Baby vine weevils grow from little white eggs laid in the plant’s roots - very difficult to see. They hatch into 10mm long ‘C’ shaped grubs with cream coloured bodies and brown heads. The little vandals, unseen, simply munch away at the root system until either they are caught or the plant first yellows, then wilts and collapses through lack of sustenance.
Adult vine weevils are dusty grey/black flightless beetles. They are all female and each can lay up to 1000 eggs in a season. Eggs are laid during the summer and early autumn ready to become grubs in spring the following year. These beetles do most of their eating at night and restrict themselves to nibbling away at the edges of leaves. The results are unsightly but not life threatening to the plant. However the energy they get from eating ensures that the eggs will be laid. So they can’t be ignored.
Treatment and control
General tips: Adult Vine Weevils are pretty resistant to sprays. It is best to physcially remove them. Collect them, by torchlight, at night whilst they are feeding. Place a newspaper, a tray or something else that will catch these flightless beetles and ‘knock’ the plant to dislodge them. Pick them up, squash them and bin them.

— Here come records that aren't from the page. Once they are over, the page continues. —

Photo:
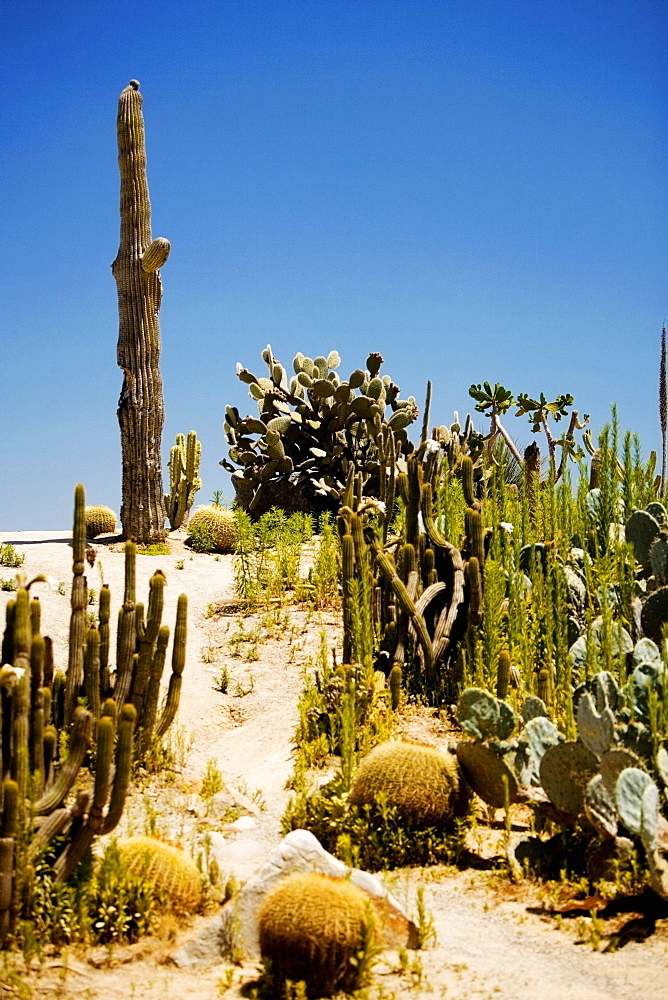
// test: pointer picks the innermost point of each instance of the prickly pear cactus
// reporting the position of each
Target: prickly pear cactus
(312, 428)
(483, 716)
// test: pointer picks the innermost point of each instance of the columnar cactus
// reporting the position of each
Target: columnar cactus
(38, 705)
(136, 270)
(183, 479)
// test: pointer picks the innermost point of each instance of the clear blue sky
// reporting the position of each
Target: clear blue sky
(476, 189)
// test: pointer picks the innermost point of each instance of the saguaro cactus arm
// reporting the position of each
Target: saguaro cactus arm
(141, 406)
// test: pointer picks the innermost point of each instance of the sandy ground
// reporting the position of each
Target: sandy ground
(493, 940)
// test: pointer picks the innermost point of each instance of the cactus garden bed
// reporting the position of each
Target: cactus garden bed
(243, 675)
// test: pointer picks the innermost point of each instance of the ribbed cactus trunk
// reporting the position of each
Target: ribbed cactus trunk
(141, 405)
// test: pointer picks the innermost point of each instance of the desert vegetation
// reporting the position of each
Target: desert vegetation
(498, 675)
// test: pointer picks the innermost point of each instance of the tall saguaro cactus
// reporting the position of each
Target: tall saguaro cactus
(136, 270)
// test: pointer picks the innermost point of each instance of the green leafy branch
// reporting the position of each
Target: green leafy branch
(496, 401)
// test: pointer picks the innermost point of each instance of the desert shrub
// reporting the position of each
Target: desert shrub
(10, 557)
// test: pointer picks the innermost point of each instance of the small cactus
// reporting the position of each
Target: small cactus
(422, 782)
(171, 871)
(312, 928)
(482, 715)
(220, 522)
(99, 521)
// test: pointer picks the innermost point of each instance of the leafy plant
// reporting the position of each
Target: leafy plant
(10, 557)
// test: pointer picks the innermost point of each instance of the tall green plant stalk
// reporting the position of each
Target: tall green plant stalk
(663, 410)
(136, 270)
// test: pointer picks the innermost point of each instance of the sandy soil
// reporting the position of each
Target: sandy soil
(493, 939)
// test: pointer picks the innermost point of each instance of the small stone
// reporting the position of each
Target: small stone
(241, 824)
(222, 801)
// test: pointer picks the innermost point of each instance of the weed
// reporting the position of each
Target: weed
(240, 691)
(209, 654)
(213, 609)
(10, 557)
(425, 921)
(212, 782)
(154, 549)
(169, 752)
(590, 930)
(225, 982)
(221, 681)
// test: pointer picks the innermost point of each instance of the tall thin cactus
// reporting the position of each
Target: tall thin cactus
(663, 408)
(136, 270)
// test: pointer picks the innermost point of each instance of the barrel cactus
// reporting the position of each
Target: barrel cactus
(313, 928)
(99, 521)
(171, 871)
(422, 782)
(312, 429)
(212, 529)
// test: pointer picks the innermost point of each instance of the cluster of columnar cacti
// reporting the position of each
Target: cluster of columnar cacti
(99, 521)
(426, 589)
(184, 482)
(314, 429)
(314, 929)
(41, 710)
(611, 779)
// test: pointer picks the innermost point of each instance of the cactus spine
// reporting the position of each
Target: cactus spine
(141, 406)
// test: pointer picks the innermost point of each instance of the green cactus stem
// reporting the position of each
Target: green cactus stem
(178, 663)
(184, 482)
(395, 681)
(141, 406)
(79, 604)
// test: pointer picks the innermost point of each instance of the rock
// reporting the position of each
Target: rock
(235, 927)
(229, 797)
(241, 824)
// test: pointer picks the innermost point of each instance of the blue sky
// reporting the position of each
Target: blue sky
(475, 189)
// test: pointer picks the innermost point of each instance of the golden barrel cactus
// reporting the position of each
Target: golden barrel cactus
(422, 782)
(99, 521)
(214, 525)
(312, 928)
(171, 871)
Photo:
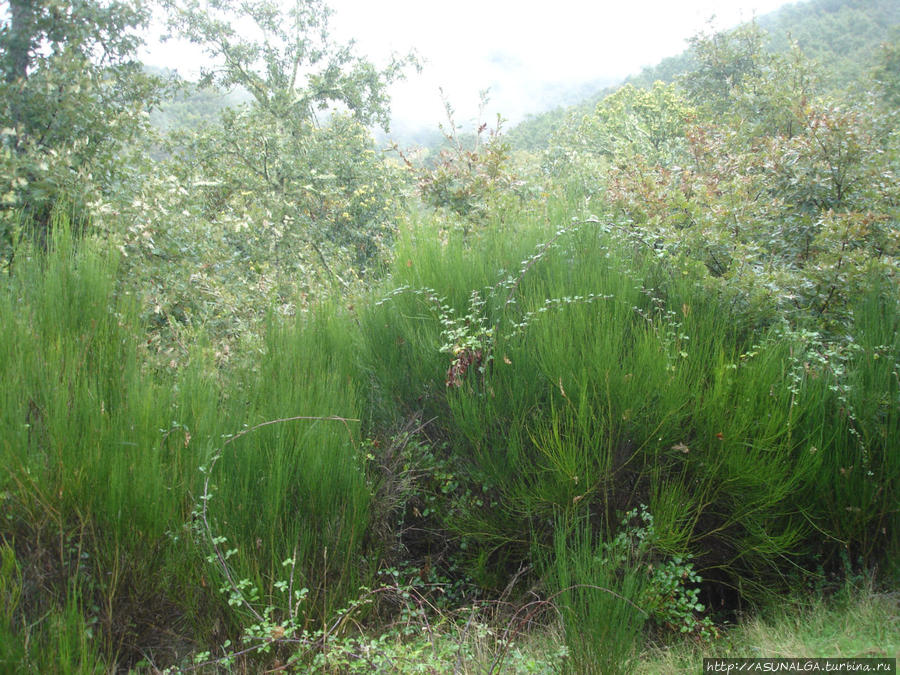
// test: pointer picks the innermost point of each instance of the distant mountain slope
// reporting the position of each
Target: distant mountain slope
(843, 36)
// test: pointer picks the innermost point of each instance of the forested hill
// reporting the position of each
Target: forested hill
(844, 38)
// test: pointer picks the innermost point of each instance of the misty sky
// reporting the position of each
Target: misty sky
(527, 54)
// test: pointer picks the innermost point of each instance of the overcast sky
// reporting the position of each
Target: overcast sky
(527, 54)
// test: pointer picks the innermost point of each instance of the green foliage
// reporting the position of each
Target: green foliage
(320, 190)
(596, 589)
(73, 96)
(468, 182)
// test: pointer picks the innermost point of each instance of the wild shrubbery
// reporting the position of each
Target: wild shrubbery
(658, 386)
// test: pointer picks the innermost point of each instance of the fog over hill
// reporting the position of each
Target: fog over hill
(531, 58)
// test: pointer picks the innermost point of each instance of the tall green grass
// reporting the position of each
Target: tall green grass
(580, 380)
(612, 379)
(103, 456)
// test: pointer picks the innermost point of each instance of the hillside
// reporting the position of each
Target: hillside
(277, 400)
(843, 37)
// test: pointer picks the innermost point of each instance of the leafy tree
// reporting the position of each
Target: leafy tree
(71, 96)
(297, 158)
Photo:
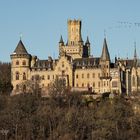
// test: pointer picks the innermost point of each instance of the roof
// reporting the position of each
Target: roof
(105, 53)
(87, 41)
(44, 64)
(86, 62)
(61, 40)
(20, 49)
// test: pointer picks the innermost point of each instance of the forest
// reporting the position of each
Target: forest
(65, 115)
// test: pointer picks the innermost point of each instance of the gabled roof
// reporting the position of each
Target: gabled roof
(20, 49)
(105, 53)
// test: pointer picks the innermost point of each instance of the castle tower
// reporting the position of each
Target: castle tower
(61, 44)
(105, 68)
(74, 32)
(20, 68)
(135, 55)
(86, 48)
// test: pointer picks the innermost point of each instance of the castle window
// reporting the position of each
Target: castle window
(17, 87)
(82, 75)
(104, 83)
(107, 74)
(98, 84)
(114, 84)
(107, 83)
(88, 75)
(63, 65)
(63, 72)
(93, 75)
(133, 80)
(17, 62)
(43, 78)
(24, 88)
(24, 62)
(48, 77)
(32, 78)
(93, 84)
(17, 75)
(138, 80)
(24, 76)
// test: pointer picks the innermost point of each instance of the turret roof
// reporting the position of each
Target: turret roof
(20, 49)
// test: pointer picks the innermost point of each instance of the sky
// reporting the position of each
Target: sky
(42, 22)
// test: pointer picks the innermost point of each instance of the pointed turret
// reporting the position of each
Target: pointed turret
(20, 49)
(135, 55)
(105, 53)
(61, 42)
(135, 52)
(61, 39)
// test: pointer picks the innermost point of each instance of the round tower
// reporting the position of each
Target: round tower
(20, 68)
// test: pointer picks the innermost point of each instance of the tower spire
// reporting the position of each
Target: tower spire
(61, 39)
(135, 51)
(21, 36)
(87, 41)
(105, 53)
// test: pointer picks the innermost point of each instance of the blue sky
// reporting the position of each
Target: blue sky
(41, 23)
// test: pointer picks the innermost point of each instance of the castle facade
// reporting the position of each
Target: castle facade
(79, 70)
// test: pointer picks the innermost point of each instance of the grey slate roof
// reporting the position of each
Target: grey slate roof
(86, 62)
(105, 53)
(20, 49)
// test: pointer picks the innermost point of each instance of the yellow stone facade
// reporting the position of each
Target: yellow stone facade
(75, 65)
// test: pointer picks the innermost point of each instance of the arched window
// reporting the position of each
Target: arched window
(43, 78)
(24, 76)
(88, 75)
(17, 75)
(24, 88)
(17, 62)
(24, 62)
(17, 87)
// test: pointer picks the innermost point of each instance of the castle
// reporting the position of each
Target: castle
(76, 67)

Drench the compost: It is possible to kill the adult larvae that feed on plant roots by drenching the compost in which the plant is growing with a systemic insecticide. An example is BugClear Ultra Vine Weevil Killer (contains acetamiprod).
Treating edible crops: There are no recommended insecticides approved for treating edible crops.
Biological control: Introduce pathogenic nematodes. These are little parasitic worms which will do no harm to the plant but which will kill the Vine Weevil larve with a fatal disease. As with most biological controls the conditions need to be absolutely right for the treatment to work.